The grade 5 to year 8 students from nine local primary and secondary schools used STEM to tackle issues in the playground and beyond.
Deakin University Vice-Chancellor Professor Iain Martin will address the cohort at a launch held from 4pm on June 23 at the Geelong Performing Arts Centre.
Students from all participating schools will attend and give a short presentation on their projects.
Project lead and School of Education Associate Professor Linda Hobbs, a member of the Centre for Research for Educational Impact, said the Girls as Leaders in STEM (GALS) program introduced girls to the world of STEM so they might one day consider careers in the traditionally male-dominated sector.
The program is funded by The Invergowrie Foundation, a philanthropic organisation that funds women’s education and has taken a particular interest in increasing girls’ participation in STEM.
“GALS gives girls with all kinds of interests, strengths and backgrounds the chance to succeed,” Associate Professor Hobbs said.
“It shows girls that they are part of a future where girls can be STEM leaders. Being a STEM leader means having something important to say. GALS gives girls the chance to create solutions to important problems facing society and industry and a platform to say it.”
Associate Professor Hobbs said she was blown away by this year’s GALS cohort, comprised of 52 students who went above and beyond to bring their projects to life. Earlier GALS programs held at schools in Geelong in 2020 and 2021, and Warrnambool and Mildura last year were also a resounding success.

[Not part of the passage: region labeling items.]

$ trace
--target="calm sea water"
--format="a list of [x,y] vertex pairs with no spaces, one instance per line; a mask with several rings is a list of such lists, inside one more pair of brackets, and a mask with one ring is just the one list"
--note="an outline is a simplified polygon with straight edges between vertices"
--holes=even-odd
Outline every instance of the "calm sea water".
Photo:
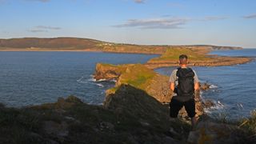
[[114,82],[94,82],[97,62],[143,63],[157,55],[91,52],[0,52],[0,102],[24,106],[74,94],[100,104]]
[[[255,49],[214,51],[214,54],[256,58]],[[56,102],[74,94],[85,102],[101,104],[105,90],[114,82],[94,82],[97,62],[143,63],[157,55],[90,52],[0,52],[0,102],[24,106]],[[256,109],[256,61],[242,65],[193,67],[211,89],[202,94],[216,106],[210,114],[225,114],[232,118],[247,117]],[[170,75],[175,67],[157,69]]]
[[[230,118],[248,117],[256,110],[256,49],[219,50],[211,54],[223,56],[254,58],[250,63],[230,66],[193,67],[202,82],[211,84],[211,89],[202,94],[204,99],[214,101],[216,106],[207,110],[214,115],[225,114]],[[156,71],[170,75],[174,67]]]

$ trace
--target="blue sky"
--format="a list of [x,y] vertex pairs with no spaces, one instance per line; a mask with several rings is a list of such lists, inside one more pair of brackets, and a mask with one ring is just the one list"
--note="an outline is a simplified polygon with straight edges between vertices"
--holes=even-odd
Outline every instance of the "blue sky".
[[0,38],[256,48],[254,0],[0,0]]

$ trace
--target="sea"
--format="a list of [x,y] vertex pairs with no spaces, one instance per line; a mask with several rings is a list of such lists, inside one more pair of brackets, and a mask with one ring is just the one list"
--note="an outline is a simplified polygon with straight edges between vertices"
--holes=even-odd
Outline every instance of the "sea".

The program will be run in Warrnambool and Mildura later this year, and the Deakin team are hoping to expand the program further by visiting other parts of Victoria in the future. A website that houses online STEM learning activities is also being developed.
“Research shows that solutions to the world’s problems need to be created by people from all genders and backgrounds. Complex problems require complex solutions. GALS gives these girls a voice and a moment in time to shine, and permission to think outside of the square and be solution creators,” Associate Professor Hobbs said.
“A great by-product of this program is we often find girls are more inclined to identify issues in their local community and seek to solve them for the benefit of everyone using STEM processes. They often have a community-focused and sustainability approach.”
Included in the GALS program is advice for teachers on ways STEM can be incorporated into classroom learning activities.
Women who currently work in STEM also give talks to the students and workshops are held so students can get hands on experience putting the STEM skills they learned into practice.
“This year, solutions focused on waste, such as edible cutlery and waste in the fashion industry. Other groups are creating assistive solutions for their friends, such as a device to support a friend in a wheelchair sit comfortably on a couch, and a device to help another friend with autism cope with loud noises. Other groups are tackling the issue of microfibres in our waterways. One is doing an education campaign to raise peoples’ attention to bee habitat destruction,” Associate Professor Hobbs said.
Participating schools in this year’s program are Holy Spirit Catholic School, Belmont High School, Saint Ignatius College, Grovedale West Primary School, Newtown Primary School, Belmont Primary School and Ashby Primary School.